Amarillos, pensó Juliana. Sí, quizá era cierto. Amaban a los japoneses allí.
—¿Dónde pasará la noche? —le preguntó al camionero joven, Joe.
—No sé —respondió el hombre —Me bajé aquí, directamente del camión. No me gusta nada en este Estado. Quizá duerma en el camión.
—El motel de la Abeja no es demasiado malo —dijo el cocinero.
—Muy bien —dijo el camionero joven —Quizá pare ahí. Si no les importa que yo sea italiano.

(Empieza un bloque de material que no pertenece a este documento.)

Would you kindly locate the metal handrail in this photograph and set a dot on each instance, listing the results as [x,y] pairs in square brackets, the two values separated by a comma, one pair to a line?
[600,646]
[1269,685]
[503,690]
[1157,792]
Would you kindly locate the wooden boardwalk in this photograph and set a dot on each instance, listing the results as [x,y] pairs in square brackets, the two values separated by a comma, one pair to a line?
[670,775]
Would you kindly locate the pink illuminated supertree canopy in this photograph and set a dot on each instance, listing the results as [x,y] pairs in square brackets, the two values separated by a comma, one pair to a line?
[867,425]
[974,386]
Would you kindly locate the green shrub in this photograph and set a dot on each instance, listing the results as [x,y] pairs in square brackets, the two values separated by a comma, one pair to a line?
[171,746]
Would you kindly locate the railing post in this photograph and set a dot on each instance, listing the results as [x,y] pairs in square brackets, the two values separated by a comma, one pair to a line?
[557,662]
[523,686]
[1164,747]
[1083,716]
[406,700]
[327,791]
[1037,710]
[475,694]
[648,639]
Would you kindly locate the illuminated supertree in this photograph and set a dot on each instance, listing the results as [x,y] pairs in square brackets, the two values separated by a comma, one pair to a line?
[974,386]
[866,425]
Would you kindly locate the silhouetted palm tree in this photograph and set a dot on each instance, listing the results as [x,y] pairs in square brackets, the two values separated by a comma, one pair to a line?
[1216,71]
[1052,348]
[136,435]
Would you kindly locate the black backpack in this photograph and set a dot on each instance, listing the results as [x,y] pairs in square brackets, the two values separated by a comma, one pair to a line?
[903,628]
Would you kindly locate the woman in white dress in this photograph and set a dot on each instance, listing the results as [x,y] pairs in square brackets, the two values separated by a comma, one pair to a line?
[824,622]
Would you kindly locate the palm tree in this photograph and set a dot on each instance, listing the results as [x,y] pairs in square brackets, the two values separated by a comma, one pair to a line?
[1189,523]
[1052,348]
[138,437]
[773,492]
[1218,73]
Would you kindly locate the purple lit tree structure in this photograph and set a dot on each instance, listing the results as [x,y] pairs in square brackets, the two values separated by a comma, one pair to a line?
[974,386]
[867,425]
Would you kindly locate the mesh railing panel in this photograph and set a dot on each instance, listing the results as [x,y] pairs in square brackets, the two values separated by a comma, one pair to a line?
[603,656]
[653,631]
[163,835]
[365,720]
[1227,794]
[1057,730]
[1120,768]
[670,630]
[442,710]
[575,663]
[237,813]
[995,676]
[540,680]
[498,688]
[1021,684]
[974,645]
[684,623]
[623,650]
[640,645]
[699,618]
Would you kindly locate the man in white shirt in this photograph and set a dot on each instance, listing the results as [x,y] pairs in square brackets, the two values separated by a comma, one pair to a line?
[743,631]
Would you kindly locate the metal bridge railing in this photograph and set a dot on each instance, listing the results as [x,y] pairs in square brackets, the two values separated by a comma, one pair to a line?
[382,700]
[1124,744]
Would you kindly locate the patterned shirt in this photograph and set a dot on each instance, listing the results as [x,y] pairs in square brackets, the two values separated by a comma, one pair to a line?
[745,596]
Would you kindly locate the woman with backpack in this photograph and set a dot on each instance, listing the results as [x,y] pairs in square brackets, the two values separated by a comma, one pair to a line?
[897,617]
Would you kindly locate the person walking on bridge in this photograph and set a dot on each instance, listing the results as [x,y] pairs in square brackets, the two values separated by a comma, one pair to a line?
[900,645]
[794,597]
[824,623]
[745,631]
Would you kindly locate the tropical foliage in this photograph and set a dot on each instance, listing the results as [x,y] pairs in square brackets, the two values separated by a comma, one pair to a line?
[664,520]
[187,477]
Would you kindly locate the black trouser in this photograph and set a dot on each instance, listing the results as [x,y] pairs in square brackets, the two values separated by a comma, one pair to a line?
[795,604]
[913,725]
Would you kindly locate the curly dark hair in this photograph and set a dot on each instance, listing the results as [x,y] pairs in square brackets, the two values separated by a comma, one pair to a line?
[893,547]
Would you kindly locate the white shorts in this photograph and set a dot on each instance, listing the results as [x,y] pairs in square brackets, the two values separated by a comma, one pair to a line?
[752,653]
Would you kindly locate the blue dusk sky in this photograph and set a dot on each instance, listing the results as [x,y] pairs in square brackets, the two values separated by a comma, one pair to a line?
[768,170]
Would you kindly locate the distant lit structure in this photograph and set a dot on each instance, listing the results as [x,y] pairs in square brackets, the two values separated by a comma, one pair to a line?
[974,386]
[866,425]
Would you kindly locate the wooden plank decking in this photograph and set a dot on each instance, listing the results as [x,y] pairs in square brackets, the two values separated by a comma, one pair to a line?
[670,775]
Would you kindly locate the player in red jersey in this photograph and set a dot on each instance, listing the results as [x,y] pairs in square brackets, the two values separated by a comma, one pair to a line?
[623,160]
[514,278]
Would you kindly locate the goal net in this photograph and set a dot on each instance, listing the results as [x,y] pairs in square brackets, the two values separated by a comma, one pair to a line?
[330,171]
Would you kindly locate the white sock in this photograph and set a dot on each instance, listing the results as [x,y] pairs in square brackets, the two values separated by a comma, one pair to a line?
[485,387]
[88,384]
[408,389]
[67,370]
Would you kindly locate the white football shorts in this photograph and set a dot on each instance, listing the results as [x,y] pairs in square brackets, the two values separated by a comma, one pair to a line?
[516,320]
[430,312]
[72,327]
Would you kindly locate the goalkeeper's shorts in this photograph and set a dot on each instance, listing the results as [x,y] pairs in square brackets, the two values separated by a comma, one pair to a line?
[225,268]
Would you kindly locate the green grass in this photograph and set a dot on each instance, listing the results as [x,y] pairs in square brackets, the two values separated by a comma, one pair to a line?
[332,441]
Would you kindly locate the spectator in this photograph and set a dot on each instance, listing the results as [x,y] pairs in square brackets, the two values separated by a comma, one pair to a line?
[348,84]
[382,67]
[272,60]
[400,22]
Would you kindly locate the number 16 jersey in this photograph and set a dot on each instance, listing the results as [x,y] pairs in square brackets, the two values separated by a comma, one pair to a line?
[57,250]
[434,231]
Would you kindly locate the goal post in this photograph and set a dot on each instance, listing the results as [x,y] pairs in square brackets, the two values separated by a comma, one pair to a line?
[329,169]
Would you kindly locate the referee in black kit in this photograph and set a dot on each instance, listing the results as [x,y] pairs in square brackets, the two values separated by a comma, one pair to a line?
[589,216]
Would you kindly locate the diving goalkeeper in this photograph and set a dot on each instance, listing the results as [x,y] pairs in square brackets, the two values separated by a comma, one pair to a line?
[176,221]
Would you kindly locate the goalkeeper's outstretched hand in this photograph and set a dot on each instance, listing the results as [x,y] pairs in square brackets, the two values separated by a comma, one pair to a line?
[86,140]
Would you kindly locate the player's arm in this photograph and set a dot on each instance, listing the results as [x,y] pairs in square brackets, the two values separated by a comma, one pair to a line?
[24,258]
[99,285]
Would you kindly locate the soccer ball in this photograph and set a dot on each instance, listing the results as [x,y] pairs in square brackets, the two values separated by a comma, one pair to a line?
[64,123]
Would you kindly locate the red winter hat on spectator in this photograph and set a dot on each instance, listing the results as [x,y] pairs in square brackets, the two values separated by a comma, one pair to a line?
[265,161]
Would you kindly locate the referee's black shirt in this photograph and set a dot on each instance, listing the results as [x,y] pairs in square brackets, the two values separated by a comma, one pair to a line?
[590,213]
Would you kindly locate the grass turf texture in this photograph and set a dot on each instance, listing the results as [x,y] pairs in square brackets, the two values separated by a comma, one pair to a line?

Mirándolo, Juliana pensó: un amargado a fuerza de idealismo. Le pide demasiado a la vida. Siempre moviéndose, inquieto y testarudo. Ella era así. No había aguantado quedarse en la costa Oeste y un día no aguantaría quedarse en Canon City. ¿No era así toda la gente en los años de la conquista del Oeste? Pero la frontera había cambiado, concluyo. La frontera era ahora los planetas.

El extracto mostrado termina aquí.